Девка — «икс» в уравнении, итог которого может очень сильно подпортить мне репутацию. Но не вовремя… А когда вовремя? Когда? Репутация — ресурс невозобновляемый и пиздецкакой дорогой, особенно накануне Питерского форума предпринимателей.
— Вадь… — Акишев осекся, поняв по одному лишь взгляду, что дело — дрянь. — Вадим Дмитриевич…
— Садись, Рустам. А теперь у меня несколько вопросов к тебе. Какого, мать вашу, здесь происходит? У меня уйма персонала! Уйма! И на всех – всего один исправно работающий генератор старого советского образца?
— Надежная техника…
— А знаешь, почему она надежная?
— Просветите, Вадим Дмитриевич, — Рус все же сел в кресло, прожигая дыру в дубовом паркете.
— Да потому что за этим раритетом ухаживает Семён, а не гора обслуживающих сторонних организаций. Сегодня же мне на стол все названия оборудования, явки-пароли и фамилии ответственных. Сегодня же!
— Есть…
— По химику что?
— Вадь, ну десяти нет, кого я разбужу второго января?
— Акишев, если завтра ты не принесешь мне хоть одну зацепку, можешь даже не появляться на глаза.
— Свободен? — Рус встал и уже явно приготовился выбежать из кабинета. Не терпел он ни критики, ни вмешательства в исполнение своих обязанностей, потому что всегда все держал под контролем. В такие моменты, когда приходится напоминать, что мы тут не только дружим, а ещё производим бартерный обмен типа«деньги-услуга», я вспоминаю уроки Нины. Намного проще не приближать персонал, а то приводить в чувства с расстояния пары сантиметров очень неудобно. Я себя ощущаю козлом, а они считают возможным обижаться на меня. Разве я неправ в этой ситуации?
— Ещё нет, — я закурил и открыл плотные портьеры, впуская яркий солнечный свет. — Девка пришла в себя, но ничего не помнит.

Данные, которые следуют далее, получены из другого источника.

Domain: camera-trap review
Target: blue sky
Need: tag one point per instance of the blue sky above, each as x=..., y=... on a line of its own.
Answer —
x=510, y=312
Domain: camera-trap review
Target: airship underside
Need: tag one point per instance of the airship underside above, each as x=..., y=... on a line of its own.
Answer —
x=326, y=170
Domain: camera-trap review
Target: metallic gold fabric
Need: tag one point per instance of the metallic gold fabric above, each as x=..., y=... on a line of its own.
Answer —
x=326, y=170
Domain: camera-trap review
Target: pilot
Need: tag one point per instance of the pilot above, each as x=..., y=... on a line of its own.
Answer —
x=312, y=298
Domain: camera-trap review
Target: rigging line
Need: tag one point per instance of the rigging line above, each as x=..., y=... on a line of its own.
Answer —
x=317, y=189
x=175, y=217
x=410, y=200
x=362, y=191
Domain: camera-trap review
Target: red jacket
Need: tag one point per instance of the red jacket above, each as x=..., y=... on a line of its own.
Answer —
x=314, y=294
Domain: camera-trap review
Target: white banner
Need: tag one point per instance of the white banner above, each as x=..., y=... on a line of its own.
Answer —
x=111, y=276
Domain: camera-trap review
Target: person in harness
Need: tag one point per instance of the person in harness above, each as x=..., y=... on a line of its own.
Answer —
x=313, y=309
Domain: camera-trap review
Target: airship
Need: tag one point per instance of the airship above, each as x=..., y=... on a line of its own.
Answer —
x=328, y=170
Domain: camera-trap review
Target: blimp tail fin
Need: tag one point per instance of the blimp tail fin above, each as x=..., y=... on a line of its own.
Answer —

— Так давай с ней потолку я? Парочка угроз,и воспоминания потекут весенним ручейком… — Рус вмиг забыл и про обиду, и про то, что собирался гордо покинуть кабинет строгого начальника, или вовсе неблагодарного друга. Вспыхнул. как новогодняя елка, и уже потирал ладони от предвкушения… Ну нет, после его допроса пара запутавшихся нариков, подложивших бомбу мне в мерин, перестали употреблять твердую пищу и полюбили корсеты.
— Она не говорит. Из горла – бульканье, а из глаз – слёзы.
— Играет?
— Хер их, баб, знает. Они с равной степенью отдачи готовы и врать со слезами на глазах, и признаваться в неистовой верности, — я замолк, когда в дверь коротко постучали. — Да!
— Завтрак, Вадим Дмитриевич, — Клара была единственной, кто стойко переносил всю тяжесть нашего сотрудничества. Не поднимая на меня глаз, женщина накрыла небольшой кофейный столик у дивана и бесшумно удалилась, даже не хлопнув дверью.
— Делать-то что? — Рус растерянно смотрел на меня.
— Землю рыть, Акишев. Если окажется, что в моей постели спит эскортница, то мне уже не отмыться. Не в этот раз…
— Тогда я пойду?
— Садись завтракать, пойдет он, — я толкнул по столу тарелку с омлетом. Друг потоптался, а потом скинул верхнюю одежду и присоединился.
— Ты думаешь, химик?
— Я думаю, что надо рыть. Эскортницыбывают разные, некоторые – штопающиеся раза два в год, чтобы срубить бабла с искусственной невинности. И никто не даст нам гарантии, что этот аленький цветочек чем-то от них отличается.
— Но ты говорил, что обертка у неё уж слишком дорогая, — Акишев завис и прищурился.
— А я думаю, что не слишком ли идеально был сыгран этот спектакль?
— Врёт! — возликовал друг и зацыкал, анализируя факты и оценивая обоснованность моих сомнений.
— Легко. А теперь главное – откуда, мать твою, в моем доме кот???